When my favourite author was finishing off her UK tour in Bath, I proposed the idea of a day trip becoming a weekend break for which the city was the perfect host.
To avoid the Clean Air Zone charges, parking worries, and trouble navigating the city centre, we used the Lansdown park-and-ride service. There were plenty of spaces and buses arrived every 15 minutes to take you into the centre. By midday, after an hour and a half drive, my mum and I were standing in the middle of Bath ready to explore.

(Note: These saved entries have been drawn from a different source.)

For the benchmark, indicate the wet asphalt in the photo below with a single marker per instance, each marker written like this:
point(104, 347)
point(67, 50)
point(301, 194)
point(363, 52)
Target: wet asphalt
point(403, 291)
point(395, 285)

The first place we visited was the Abbey which was free to enter though a small donation is appreciated. The staff were very friendly and we were given a little map which briefly explained what to see. There was more information at each of the stations allowing us to learn the history of the Abbey and of Bath. While the whole Abbey was beautiful and well looked after, for me, the most breath-taking part was the East Window which tells the story of Jesus’ life from birth to Resurrection in vivid colours. Bath, East Window which tells the story of Jesus’ life.
We then wandered Bath visiting Pulteney Bridge, exploring the market, and more generally trying t0 find our bearings in the busy city.
In the afternoon after sufficient wandering, we checked into a Travelodge a 15-minute walk from the city centre. It was a nice respite from the busy streets and gave myself and my mum a few hours to relax before the event in the evening which inspired the whole trip.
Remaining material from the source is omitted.